Market Overview: FTSE 100 Futures
FTSE 100 futures went higher last week, reversing the week before. Two legs down after a very strong breakout. The bears want a third leg, but with the daily chart going always in long, it would be better to be long or flat next week. It can go sideways, but I think the selling was profit-taking rather than swing bears.
FTSE 100 Futures
The Weekly FTSE chart
- The FTSE 100 futures went higher last week, with a bull bar closing near its high and a small tail.
- Some traders see the micro double bottom and the 2-bar reversal with the week before.
- The bulls see a breakout and follow-through, and now they have two legs sideways to down—a High 2. This is a classic setup for getting long in a trend.
- The bears argue for a parabolic wedge top, 3 – 4 legs up, and now they want two legs proportionate to the pattern.
- But they would need to include legs from BOM – which I think doesn’t count. If you look at March / April as the start of leg one, then leg 2 was the strong breakout. So expect two legs sideways to down before a final leg up.
- The counter-argument is that when it is unclear, traders will look at the trading range behaviour to persist.
- A 50% pullback after a bull spike is a buy setup, and traders will look for the market to stop going down and try to get long.
- Most bears should exit after a High 2.
- It was a big-small-big pattern and traders expected a pullback and then trend resumption.
- They can argue 5 bars down is strong, so they should get a second leg / bar sideways to down. And they probably will, but with a tail below.
- But it’s dangerous to sell here above a strong bull bar and a weak sell below it. The MA and BOP are there. So, I would be surprised if all the limit order traders get filled.
- Open gaps are a sign of breakout / trending behaviour, and you should rarely trade against the side of the gaps.
- Some traders will argue that we should be always-in short, but in my rules, we did not break any swing points of the bulls, so we are either always long or sideways in a bull channel.
- Expect sideways to up next week.
The Daily FTSE chart
- The FTSE 100 futures went down briefly on Friday with a bear doji.
- It is the fifth higher-high in this tight channel which crossed the MA.
- It was a 4-bar bull microchannel, which got broken on Friday and found buyers below, not sellers. Thats a problem for bears.
- It was three legs down, and last week, the inside bar, which was the start of leg 3, just had a breakout above it and a pullback test. This is another problem for bears.
- So, a wedge bottom after a HTF bull breakout means trend resumption is coming soon.
- 5 – 6 bars up, so we might go sideways around here.
- It is a weak buy above the bear outside bar, which also got a bear breakout below.
- However, some computers will see the close above the midpoint as a bull bar, making it a better buy/buy below than a strong sell.

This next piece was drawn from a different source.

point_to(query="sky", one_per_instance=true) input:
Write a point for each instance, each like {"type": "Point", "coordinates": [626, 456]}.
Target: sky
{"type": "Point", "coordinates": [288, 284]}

- Bears will argue their first leg was so strong they need another leg for symmetry. But with two strong failed breakouts below the lows the best they get now is a trading range.
- Maybe sellers above the second leg. But they will need to be quick to exit and now scale into that trade, I think. Because a measured move up is the highs of the range.
- I think we flipped back to always being in long now—wedge bottom and bull microchannel—so it will likely break out and need a second leg sideways to up.